By SHANKARI CHANDRAN
As I said, in 2010 Husband began to read To Kill A Mockingbird. I can not begin to describe my excitement that finally he was going to read this masterpiece and we would be able to spend hours talking about it together. And I mean hours. Like many people, I love this book. I read it as a child, I studied it as a teenager and I memorised it as a young adult. As an older adult, it is the novel I turn to when I’m anxious or worried.
To Kill A Mockingbird inspired my childhood belief in justice and the importance of defending fairness, even when, as Atticus said to Jem, “you know you’re licked before you begin, but you begin anyway and you see it through no matter what.”
In 2010 Husband started To Kill A Mockingbird but he didn’t finish it. I KNOW. I hear you, people. He has continued to carry it with him on the following three years of holidays and long train journeys. When he wasn’t reading The Economist, the European football scores or other books, he dipped into this piece of the literary canon.
I have had to learn to swallow my impatience and incredulity as the months stretched into years and he still hadn’t got to the court case, Mrs Dubose’s camellias or even that timeless scene with the rabid dog. I had to learn not to ask ” What do you think?” instead, confining my desire to book-club it to my head. (Yes, to book-club is a verb).
And finally, on holiday in Fiji, aided by a Kids Club and poor Internet reception, he finished it. I was so happy I could have jumped him. But of course I wanted to know what he thought of it first.
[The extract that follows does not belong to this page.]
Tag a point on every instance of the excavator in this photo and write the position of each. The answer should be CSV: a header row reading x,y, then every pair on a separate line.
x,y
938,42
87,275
“Yeah, it’s really good.” FULL STOP
I had waited three long and critique-barren years for that. I probed him gently, hoping to elicit further comment that would allow me to unleash the torrent of deferred deconstruction that was waiting, bursting to come out. But no. He loved it, no further comment.
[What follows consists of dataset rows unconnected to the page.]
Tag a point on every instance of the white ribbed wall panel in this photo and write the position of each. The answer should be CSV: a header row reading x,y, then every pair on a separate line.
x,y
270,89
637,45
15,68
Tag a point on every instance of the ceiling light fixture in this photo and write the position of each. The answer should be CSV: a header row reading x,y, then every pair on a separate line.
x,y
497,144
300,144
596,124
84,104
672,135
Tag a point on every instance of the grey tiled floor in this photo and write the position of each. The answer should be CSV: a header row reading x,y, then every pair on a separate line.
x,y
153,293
I tried “Would it help you to talk about the novel if we were both naked? ” It helped but not to talk about the novel.
He did add that over the years, when he read the novel on public transport, strangers would come up to him to tell him how much they loved it and he enjoyed this break with public transport privacy protocol.
I briefly pondered recasting the novel. “Darling, if Atticus was Arsene Wenger, and Jem and Scout were a younger, idealistic version of Arsenal, and the court case was the European Cup Final, how would it make you feel…?”
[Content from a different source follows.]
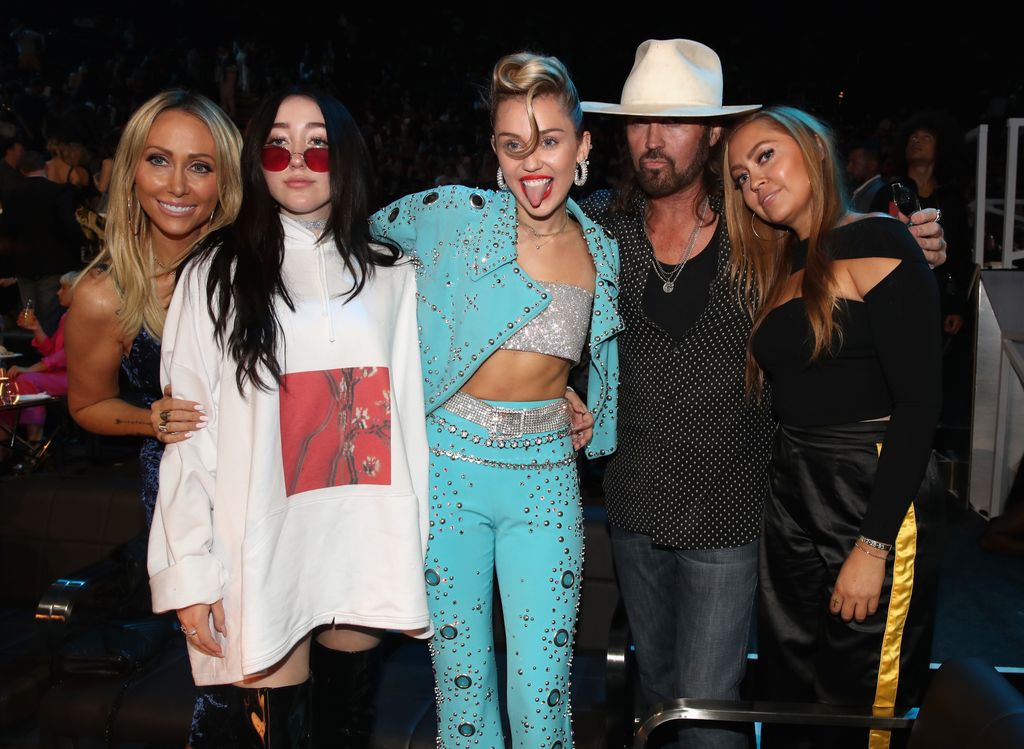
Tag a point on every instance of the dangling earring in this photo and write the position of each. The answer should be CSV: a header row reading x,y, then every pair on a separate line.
x,y
763,239
582,171
135,227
In the end I decided to hold hands and watch the movie adaptation with him instead, to re-read the novel (again) and to join a book club.
Shankari Chandran is a former social justice lawyer who has finally finished writing her first novel. In her free time she is obsessed with researching how many times her favourite writers were rejected before they were first published. She has four children and a husband whose lives she chronicles on her blog, duckformation.
Top Comments
I bought the depicted edition. Yesterday I noticed, however, it's less comfortable and more annoying to read than other editions. Think it's me?
My husband is not much of a reader apart from on holidays, because he gets bored watching me read. He likes Dean Koontz, Stephen King books mostly. I wouldn't be able to get him to read anything else in a pink fit, but would love to be able to discuss books with him.
No matter, I am in a book club to satisfy this aspect of my personality, and I love it because it forces me to read books that I normally wouldn't choose. This month's choice was "Looking for Alaska" by John Green. Normally I'd turn my nose up at it because it's classified as "Young Adult" and I can't help but think all books in that genre will be like twilight, but OH, it was a wonderful book and I feel enriched for reading it.